Ten Things to Ponder after you are Elected Department Chair

Today I’m attending a “Chair’s Chat” as part of an annual UW-Madison “Campus Showcase” of best practices.  Current Department Chairs like me have been asked to “share one or two tips that they feel other chairs might find useful” as part of the discussion:

Each department chair has found or developed some approach or system that works well for her or his department. Many of those approaches or systems are adaptable or useful in other departments. In this session, each attendee is invited to share one or two tips that they feel other chairs might find useful. In past years, chairs have shared books, approaches to restructuring, online applications for faculty hiring, administrative functions and staffing, retirement planning, hiring for diversity, and improving department culture. This year examples will include educational innovation and new revenue approaches.

I have been pondering this challenge more than I probably should (given the overwhelming time and workload demands of being a Department Chair) but I’m just unable to come up with anything specific that seems appropriate for this forum.  I mean, there are lots of little tips and tricks that I use, I guess, from color-coding my email to scanning in my hand-written notes of meetings, but when I think about the larger role that university leaders of all sorts are currently expected to play in questions of assessment and accountability, research and learning innovation, administrative and instructional cost efficiencies, and alumni and donor relations, well, little strategies like that might make one’s day more manageable but they don’t really provide any clear leadership guidance.

So instead, I took a completely different strategy, and tried to think at a very broad and idealistic level about what exactly it was that I was elected to do in this role of Department Chair.  After nearly four years in the job, here’s what I’ve come up with; it’s by no means complete (in fact, it’s entirely idiosyncratic) but I hope it provides current and future colleagues in the same spot with some useful starting points for thinking through their own goals and responsibilities as they shift from a life of “research, teaching and service” to the equally complicated and contradictory world of “administration.”
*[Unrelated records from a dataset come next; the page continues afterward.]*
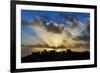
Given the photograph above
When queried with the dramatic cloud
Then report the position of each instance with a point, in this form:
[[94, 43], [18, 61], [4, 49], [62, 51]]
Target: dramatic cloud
[[71, 34]]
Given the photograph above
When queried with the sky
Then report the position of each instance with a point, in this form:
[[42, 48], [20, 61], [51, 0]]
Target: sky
[[68, 29]]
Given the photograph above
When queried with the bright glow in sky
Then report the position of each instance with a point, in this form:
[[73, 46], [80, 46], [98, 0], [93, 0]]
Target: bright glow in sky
[[45, 28]]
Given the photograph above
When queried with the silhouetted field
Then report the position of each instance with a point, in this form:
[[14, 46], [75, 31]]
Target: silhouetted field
[[55, 56]]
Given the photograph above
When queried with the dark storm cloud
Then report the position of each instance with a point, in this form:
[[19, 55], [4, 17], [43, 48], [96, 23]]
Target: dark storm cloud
[[72, 22]]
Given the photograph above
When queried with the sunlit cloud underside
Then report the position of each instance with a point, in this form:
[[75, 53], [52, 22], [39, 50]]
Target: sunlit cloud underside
[[59, 31]]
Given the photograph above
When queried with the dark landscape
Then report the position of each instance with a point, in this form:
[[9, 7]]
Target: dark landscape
[[55, 56]]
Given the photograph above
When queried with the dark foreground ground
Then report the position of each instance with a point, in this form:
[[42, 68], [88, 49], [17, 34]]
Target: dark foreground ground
[[55, 56]]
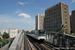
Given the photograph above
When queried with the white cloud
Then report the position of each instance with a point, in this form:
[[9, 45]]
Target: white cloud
[[9, 24], [18, 11], [73, 1], [7, 21], [24, 15], [22, 3]]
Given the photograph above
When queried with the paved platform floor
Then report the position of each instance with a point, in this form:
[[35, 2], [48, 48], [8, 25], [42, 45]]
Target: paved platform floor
[[5, 47]]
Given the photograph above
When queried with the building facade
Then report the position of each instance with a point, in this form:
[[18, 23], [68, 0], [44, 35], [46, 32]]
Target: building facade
[[55, 16], [73, 21], [39, 22], [2, 31], [13, 32]]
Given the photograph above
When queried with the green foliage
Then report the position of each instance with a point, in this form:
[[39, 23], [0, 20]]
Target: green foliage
[[27, 31], [61, 31], [10, 43], [2, 40], [5, 35]]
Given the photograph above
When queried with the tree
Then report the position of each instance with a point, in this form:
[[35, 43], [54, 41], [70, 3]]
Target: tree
[[61, 31], [5, 35], [27, 31]]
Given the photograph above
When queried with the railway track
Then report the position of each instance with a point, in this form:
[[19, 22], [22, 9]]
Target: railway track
[[37, 44]]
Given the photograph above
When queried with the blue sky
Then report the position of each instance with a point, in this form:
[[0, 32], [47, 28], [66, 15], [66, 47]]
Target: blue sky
[[21, 13]]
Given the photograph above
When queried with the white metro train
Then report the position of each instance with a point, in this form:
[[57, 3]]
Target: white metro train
[[38, 34]]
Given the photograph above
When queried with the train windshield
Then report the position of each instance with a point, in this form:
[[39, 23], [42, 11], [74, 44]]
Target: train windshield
[[41, 31]]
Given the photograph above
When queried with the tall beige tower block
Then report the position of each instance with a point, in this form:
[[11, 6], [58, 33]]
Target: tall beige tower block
[[39, 22], [55, 16]]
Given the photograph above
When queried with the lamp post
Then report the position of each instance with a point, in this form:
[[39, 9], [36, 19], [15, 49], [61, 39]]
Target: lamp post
[[63, 34]]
Ten Things to Ponder after you are Elected Department Chair

10. Prepare to refer to yourself as having been “elected” as Department Chair, to gently remind your colleagues that if they don’t approve of the way you are doing your job, they have the power to do something about it each Spring (and to volunteer themselves).

9. Be clear that your governance role is not to simply moderate debate among departmental colleagues of differing roles and interests, but to mitigate the inevitable effects of differing levels of power among your faculty and staff in those debates.

8. Plan to respond to any and every disparaging comment about a fellow colleague made within your earshot with a gentle answer that starts, “Now, now, I know you don’t mean that; let’s remember the important things that _____ brings to the department … ”

7. Do not be afraid to politely and succinctly express your displeasure about any College policy to your Associate Dean, as long as you offer both evidence for that policy’s limitations and a concrete suggestion for improving that policy at the same time.

6. Understand that nobody else in your department sees the absolute worst of your colleagues’ behavior in the same way that you do, and guard that knowledge wisely; but also understand that nobody else in your department sees the absolute best of your colleagues’ work in the same way that you do, and share that knowledge widely.

5. Though you will be pained by both, keep in mind the profound difference between making a mistake — after which you should admit your error, express regret, and ask forgiveness — and suffering a defeat — after which you should understand the reasons for your setback, reaffirm your principles, and find a way to do better next time.

4. Be aware that nobody else in your department communicates with as broad a range of stakeholders as you do — faculty and staff, students and alumni, parents and employers — and try to craft every email, memo, and report as part of a story of what your department does, and does well, that is both appropriate and inspiring for all.

3. Consider that your job as Chair is not simply to make your faculty and staff happy, or to make your students and their parents happy, or to make your alumni and donors happy, or to make your professional or academic peers happy, or to make your Associate Dean and Dean happy, or even to make yourself happy; rather, it is to balance the often contradictory interests of all of those stakeholders in service of the broad public interest.

2. Remember to seek out other Department Chairs to talk with them regularly, because you will unfortunately find it difficult to talk with your own department colleagues any longer in a way that allows them (and you) to even momentarily forget about your distinctive administrative, supervisory, fiduciary, marketing, and leadership role.

1. Never forget that not only did you willingly agree to do this job, but also that you are undoubtedly learning a great deal about your state, your university, your discipline, your department, your peers, your students, and yourself with every day that you survive it.